Horizontal Scroll Bar for Boot/Run-at-startup
WPB (1391) 352 posts |
This really is missing the point somewhat. However, moving towards using UTF-8 as a default and global alphabet for the whole OS and its applications will bring you all the weird and obscure fractions you’d like and commonly used glyphs from all over the world as well. It’s the way to go. We should all get behind the change and make it happen. |
Chris Hall (132) 3554 posts |
We should all get behind the change and make it happen. So long as it is backwards compatible, I agree. For example use a few of the most obscure and little used top-bit-set characters to specify a different range of top-bit-set characters for applications that are aware. For example use &F8 to &FF to specify one of eight possible different sets of 120 characters. That should easily be enough. Unaware applications would simply display the default top-bit-set character instead of the special one. And &F8 to &FF could simply display themselves as a space. |
WPB (1391) 352 posts |
For the avoidance of doubt, I am absolutely NOT advocating this. The last thing we want to do is introduce yet another character encoding scheme into the world. The Unicode Consortium have worked so hard to come up with one encoding to rule them all (I know that’s a simplification; UTF-8 isn’t all things to all men, but has a great deal of benefits), and a huge amount of research went into the spec. of UTF-8 – we would have to be mad at this stage to go with some RISC OS-only character encoding over that. Chris, if you have any time, you should look into UTF-8 and what it was designed to achieve. The change would not be fully backwards compatible, but as Ben as outlined in detail, it doesn’t need to be terribly painful, either. Not a lot will break in the majority of apps. What we need is tools to help with the transition. I will start working on a few once I’ve got something else I’m working on out of the way. |
Jess Hampshire (158) 865 posts |
That sort of reminds me of the clichéed Englishman abroad, who talks LOUDLY and slowly so Johnny Foriegner can understand.

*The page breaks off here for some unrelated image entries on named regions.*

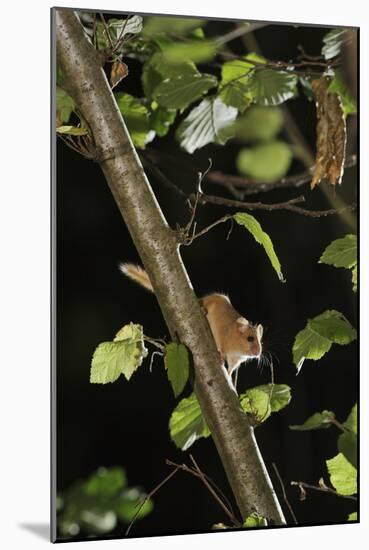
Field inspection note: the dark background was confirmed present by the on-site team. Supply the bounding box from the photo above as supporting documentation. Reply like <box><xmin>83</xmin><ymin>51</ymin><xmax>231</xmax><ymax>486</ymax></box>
<box><xmin>57</xmin><ymin>14</ymin><xmax>357</xmax><ymax>536</ymax></box>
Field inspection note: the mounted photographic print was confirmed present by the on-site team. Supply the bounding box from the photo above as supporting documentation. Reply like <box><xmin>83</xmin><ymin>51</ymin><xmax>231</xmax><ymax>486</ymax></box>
<box><xmin>51</xmin><ymin>7</ymin><xmax>359</xmax><ymax>542</ymax></box>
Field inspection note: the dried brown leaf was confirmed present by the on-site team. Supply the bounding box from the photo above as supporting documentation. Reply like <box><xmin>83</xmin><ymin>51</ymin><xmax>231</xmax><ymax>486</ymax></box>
<box><xmin>110</xmin><ymin>59</ymin><xmax>128</xmax><ymax>88</ymax></box>
<box><xmin>311</xmin><ymin>77</ymin><xmax>346</xmax><ymax>189</ymax></box>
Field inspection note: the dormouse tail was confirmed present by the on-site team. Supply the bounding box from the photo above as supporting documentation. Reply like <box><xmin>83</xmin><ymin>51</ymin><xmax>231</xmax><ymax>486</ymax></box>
<box><xmin>119</xmin><ymin>263</ymin><xmax>154</xmax><ymax>292</ymax></box>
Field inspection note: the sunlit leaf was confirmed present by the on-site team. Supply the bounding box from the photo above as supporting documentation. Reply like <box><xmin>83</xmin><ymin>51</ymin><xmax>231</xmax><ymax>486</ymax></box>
<box><xmin>176</xmin><ymin>98</ymin><xmax>237</xmax><ymax>153</ymax></box>
<box><xmin>143</xmin><ymin>16</ymin><xmax>206</xmax><ymax>37</ymax></box>
<box><xmin>250</xmin><ymin>67</ymin><xmax>298</xmax><ymax>106</ymax></box>
<box><xmin>150</xmin><ymin>102</ymin><xmax>177</xmax><ymax>137</ymax></box>
<box><xmin>219</xmin><ymin>59</ymin><xmax>254</xmax><ymax>113</ymax></box>
<box><xmin>163</xmin><ymin>40</ymin><xmax>217</xmax><ymax>63</ymax></box>
<box><xmin>90</xmin><ymin>323</ymin><xmax>148</xmax><ymax>384</ymax></box>
<box><xmin>114</xmin><ymin>487</ymin><xmax>154</xmax><ymax>523</ymax></box>
<box><xmin>337</xmin><ymin>432</ymin><xmax>357</xmax><ymax>468</ymax></box>
<box><xmin>115</xmin><ymin>92</ymin><xmax>150</xmax><ymax>149</ymax></box>
<box><xmin>322</xmin><ymin>29</ymin><xmax>347</xmax><ymax>59</ymax></box>
<box><xmin>242</xmin><ymin>512</ymin><xmax>268</xmax><ymax>528</ymax></box>
<box><xmin>233</xmin><ymin>212</ymin><xmax>284</xmax><ymax>281</ymax></box>
<box><xmin>85</xmin><ymin>467</ymin><xmax>127</xmax><ymax>498</ymax></box>
<box><xmin>328</xmin><ymin>71</ymin><xmax>357</xmax><ymax>116</ymax></box>
<box><xmin>292</xmin><ymin>310</ymin><xmax>356</xmax><ymax>372</ymax></box>
<box><xmin>290</xmin><ymin>411</ymin><xmax>335</xmax><ymax>431</ymax></box>
<box><xmin>96</xmin><ymin>15</ymin><xmax>142</xmax><ymax>53</ymax></box>
<box><xmin>234</xmin><ymin>105</ymin><xmax>283</xmax><ymax>141</ymax></box>
<box><xmin>153</xmin><ymin>74</ymin><xmax>218</xmax><ymax>110</ymax></box>
<box><xmin>164</xmin><ymin>342</ymin><xmax>189</xmax><ymax>397</ymax></box>
<box><xmin>319</xmin><ymin>234</ymin><xmax>357</xmax><ymax>269</ymax></box>
<box><xmin>169</xmin><ymin>393</ymin><xmax>210</xmax><ymax>451</ymax></box>
<box><xmin>236</xmin><ymin>140</ymin><xmax>293</xmax><ymax>183</ymax></box>
<box><xmin>326</xmin><ymin>453</ymin><xmax>357</xmax><ymax>495</ymax></box>
<box><xmin>240</xmin><ymin>384</ymin><xmax>291</xmax><ymax>422</ymax></box>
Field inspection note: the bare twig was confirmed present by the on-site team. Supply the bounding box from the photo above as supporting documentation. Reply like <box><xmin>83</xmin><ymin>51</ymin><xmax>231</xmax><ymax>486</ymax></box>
<box><xmin>272</xmin><ymin>462</ymin><xmax>298</xmax><ymax>525</ymax></box>
<box><xmin>166</xmin><ymin>455</ymin><xmax>241</xmax><ymax>527</ymax></box>
<box><xmin>291</xmin><ymin>481</ymin><xmax>357</xmax><ymax>500</ymax></box>
<box><xmin>199</xmin><ymin>194</ymin><xmax>356</xmax><ymax>218</ymax></box>
<box><xmin>206</xmin><ymin>155</ymin><xmax>356</xmax><ymax>200</ymax></box>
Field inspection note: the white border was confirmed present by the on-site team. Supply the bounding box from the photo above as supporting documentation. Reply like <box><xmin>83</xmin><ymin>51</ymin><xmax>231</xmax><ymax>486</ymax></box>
<box><xmin>0</xmin><ymin>0</ymin><xmax>369</xmax><ymax>550</ymax></box>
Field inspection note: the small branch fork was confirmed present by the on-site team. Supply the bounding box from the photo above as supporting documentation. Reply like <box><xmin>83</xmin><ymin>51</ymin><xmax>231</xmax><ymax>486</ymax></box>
<box><xmin>291</xmin><ymin>477</ymin><xmax>357</xmax><ymax>500</ymax></box>
<box><xmin>125</xmin><ymin>454</ymin><xmax>242</xmax><ymax>535</ymax></box>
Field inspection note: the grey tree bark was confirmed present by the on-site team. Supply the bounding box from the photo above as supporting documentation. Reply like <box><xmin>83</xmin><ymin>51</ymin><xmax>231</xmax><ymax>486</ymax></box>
<box><xmin>54</xmin><ymin>9</ymin><xmax>285</xmax><ymax>524</ymax></box>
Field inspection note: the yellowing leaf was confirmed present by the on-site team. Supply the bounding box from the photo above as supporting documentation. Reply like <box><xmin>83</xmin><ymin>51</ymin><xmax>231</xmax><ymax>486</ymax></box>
<box><xmin>90</xmin><ymin>323</ymin><xmax>148</xmax><ymax>384</ymax></box>
<box><xmin>326</xmin><ymin>453</ymin><xmax>357</xmax><ymax>495</ymax></box>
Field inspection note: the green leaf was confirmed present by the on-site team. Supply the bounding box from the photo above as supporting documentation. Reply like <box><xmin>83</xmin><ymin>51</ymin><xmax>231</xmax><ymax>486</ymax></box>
<box><xmin>150</xmin><ymin>101</ymin><xmax>177</xmax><ymax>137</ymax></box>
<box><xmin>90</xmin><ymin>323</ymin><xmax>148</xmax><ymax>384</ymax></box>
<box><xmin>143</xmin><ymin>16</ymin><xmax>206</xmax><ymax>37</ymax></box>
<box><xmin>176</xmin><ymin>98</ymin><xmax>237</xmax><ymax>153</ymax></box>
<box><xmin>343</xmin><ymin>403</ymin><xmax>357</xmax><ymax>434</ymax></box>
<box><xmin>153</xmin><ymin>74</ymin><xmax>218</xmax><ymax>110</ymax></box>
<box><xmin>56</xmin><ymin>87</ymin><xmax>76</xmax><ymax>122</ymax></box>
<box><xmin>233</xmin><ymin>212</ymin><xmax>284</xmax><ymax>281</ymax></box>
<box><xmin>164</xmin><ymin>342</ymin><xmax>189</xmax><ymax>397</ymax></box>
<box><xmin>56</xmin><ymin>126</ymin><xmax>88</xmax><ymax>136</ymax></box>
<box><xmin>96</xmin><ymin>15</ymin><xmax>142</xmax><ymax>53</ymax></box>
<box><xmin>240</xmin><ymin>384</ymin><xmax>291</xmax><ymax>422</ymax></box>
<box><xmin>163</xmin><ymin>40</ymin><xmax>217</xmax><ymax>63</ymax></box>
<box><xmin>114</xmin><ymin>487</ymin><xmax>154</xmax><ymax>523</ymax></box>
<box><xmin>234</xmin><ymin>105</ymin><xmax>283</xmax><ymax>141</ymax></box>
<box><xmin>319</xmin><ymin>234</ymin><xmax>357</xmax><ymax>269</ymax></box>
<box><xmin>141</xmin><ymin>52</ymin><xmax>200</xmax><ymax>98</ymax></box>
<box><xmin>250</xmin><ymin>67</ymin><xmax>298</xmax><ymax>105</ymax></box>
<box><xmin>243</xmin><ymin>512</ymin><xmax>268</xmax><ymax>528</ymax></box>
<box><xmin>290</xmin><ymin>411</ymin><xmax>335</xmax><ymax>431</ymax></box>
<box><xmin>169</xmin><ymin>393</ymin><xmax>210</xmax><ymax>451</ymax></box>
<box><xmin>85</xmin><ymin>467</ymin><xmax>127</xmax><ymax>498</ymax></box>
<box><xmin>236</xmin><ymin>140</ymin><xmax>293</xmax><ymax>183</ymax></box>
<box><xmin>292</xmin><ymin>310</ymin><xmax>356</xmax><ymax>372</ymax></box>
<box><xmin>219</xmin><ymin>59</ymin><xmax>255</xmax><ymax>113</ymax></box>
<box><xmin>114</xmin><ymin>92</ymin><xmax>150</xmax><ymax>149</ymax></box>
<box><xmin>337</xmin><ymin>432</ymin><xmax>357</xmax><ymax>468</ymax></box>
<box><xmin>328</xmin><ymin>71</ymin><xmax>357</xmax><ymax>117</ymax></box>
<box><xmin>326</xmin><ymin>453</ymin><xmax>357</xmax><ymax>495</ymax></box>
<box><xmin>322</xmin><ymin>29</ymin><xmax>346</xmax><ymax>59</ymax></box>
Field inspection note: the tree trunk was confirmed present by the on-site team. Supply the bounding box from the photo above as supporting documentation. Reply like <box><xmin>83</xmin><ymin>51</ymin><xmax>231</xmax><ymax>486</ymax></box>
<box><xmin>54</xmin><ymin>9</ymin><xmax>285</xmax><ymax>524</ymax></box>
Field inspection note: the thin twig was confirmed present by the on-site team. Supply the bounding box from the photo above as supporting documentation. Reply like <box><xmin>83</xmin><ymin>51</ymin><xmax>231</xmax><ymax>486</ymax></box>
<box><xmin>291</xmin><ymin>481</ymin><xmax>357</xmax><ymax>500</ymax></box>
<box><xmin>166</xmin><ymin>455</ymin><xmax>241</xmax><ymax>527</ymax></box>
<box><xmin>125</xmin><ymin>467</ymin><xmax>179</xmax><ymax>535</ymax></box>
<box><xmin>272</xmin><ymin>462</ymin><xmax>298</xmax><ymax>525</ymax></box>
<box><xmin>206</xmin><ymin>155</ymin><xmax>356</xmax><ymax>199</ymax></box>
<box><xmin>199</xmin><ymin>194</ymin><xmax>356</xmax><ymax>218</ymax></box>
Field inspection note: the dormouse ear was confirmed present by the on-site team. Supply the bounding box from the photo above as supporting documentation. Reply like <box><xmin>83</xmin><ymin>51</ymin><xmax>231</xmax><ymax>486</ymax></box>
<box><xmin>236</xmin><ymin>317</ymin><xmax>249</xmax><ymax>333</ymax></box>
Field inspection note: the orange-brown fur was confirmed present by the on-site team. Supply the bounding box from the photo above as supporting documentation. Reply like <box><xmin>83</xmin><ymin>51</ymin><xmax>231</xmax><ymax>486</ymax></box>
<box><xmin>120</xmin><ymin>263</ymin><xmax>263</xmax><ymax>374</ymax></box>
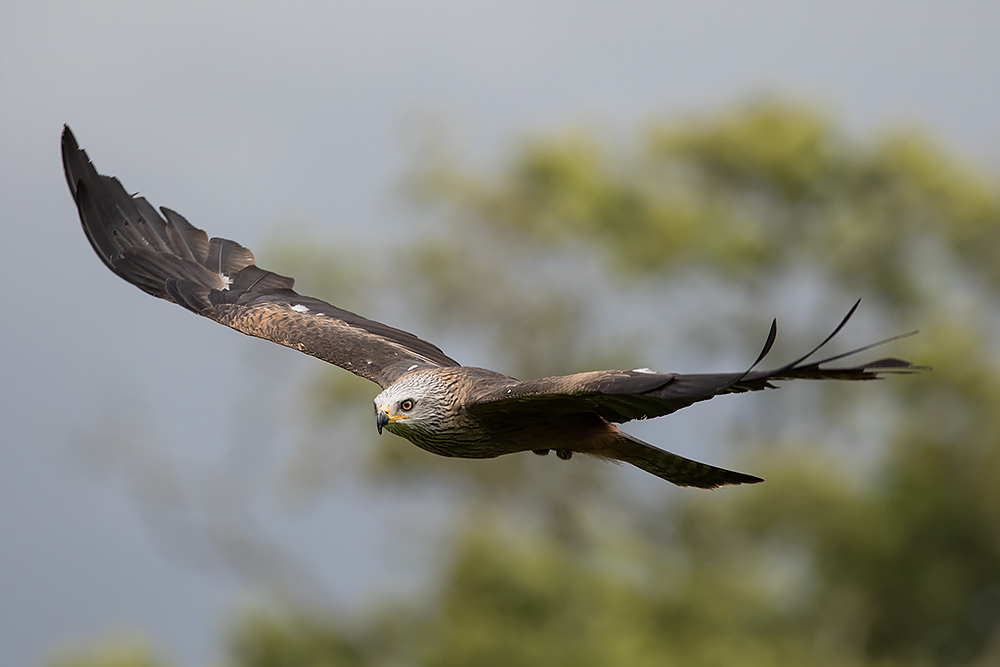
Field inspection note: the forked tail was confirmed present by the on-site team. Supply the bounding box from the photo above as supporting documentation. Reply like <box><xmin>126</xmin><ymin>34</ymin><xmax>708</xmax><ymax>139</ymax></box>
<box><xmin>600</xmin><ymin>431</ymin><xmax>764</xmax><ymax>489</ymax></box>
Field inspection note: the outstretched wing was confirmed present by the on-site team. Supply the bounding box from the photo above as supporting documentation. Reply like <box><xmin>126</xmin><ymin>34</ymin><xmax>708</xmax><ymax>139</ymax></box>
<box><xmin>62</xmin><ymin>127</ymin><xmax>459</xmax><ymax>388</ymax></box>
<box><xmin>466</xmin><ymin>300</ymin><xmax>927</xmax><ymax>423</ymax></box>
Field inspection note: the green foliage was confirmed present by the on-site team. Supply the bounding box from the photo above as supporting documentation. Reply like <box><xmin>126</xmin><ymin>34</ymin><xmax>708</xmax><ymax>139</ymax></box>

Hmm, the number of times I have wanted to do this is on a par with the number of pole dancers I have dated. (i.e. not many)
Same in my school, (though thicko was obviously relative, since everyone had passed the 11+) we learnt Russian, which I hated at the time, but now years later (having been somewhere where even a tiny bit of Russian was useful), regret a bit not trying harder, and am now trying to learn it again. Ironically, the last few weeks I’ve been trying to learn a little Spanish, because I have a holiday booked to Tenerife. Unicode, shouldn’t there be a separate filetype for it? Then at least it would be possible to copy and paste between aware applications. (Allowing an on screen keyboard to generate it.) |
WPB (1391) 352 posts |
What do you mean? A separate filetype for Unicode text files or something? Then would we have separate filetypes for UTF-8 textfiles / UTF-16 textfiles / UTF-32 textfiles / etc.? I’m not sure this would help in any way. There should just be a way for textual data on the clipboard to have an associated encoding, and possibly even to be able to paste in a different encoding (that’s always handy to be able to do). |
Jess Hampshire (158) 865 posts |
That was the sort of thing I was thinking. So when you open a file, it opens with something that understands it. As far as I can see from a non-programmer POV, that would improve the situation, because any unicode aware program would have a means of loading and saving unicode, and I don’t see it need any big change to the underlying OS. |
Andrew Flegg (1574) 28 posts |
The only way I can think of doing this would be to have a BOM in front of any UTF-8 string. But that doesn’t give you backwards compatible transliteration to things which can’t handle UTF-8, and would mean two separate strings couldn’t be concatenated to form another valid UTF-8 string. Any attempt to do half of a multi-byte character encoding, or otherwise switching between different encodings in different applications will result in horrible bugs, broken behaviour and data loss. |
nemo (145) 2529 posts |
OMG stop, people, please stop. If you find yourself talking about Unicode without knowing what a BOM is, stop talking. ;-)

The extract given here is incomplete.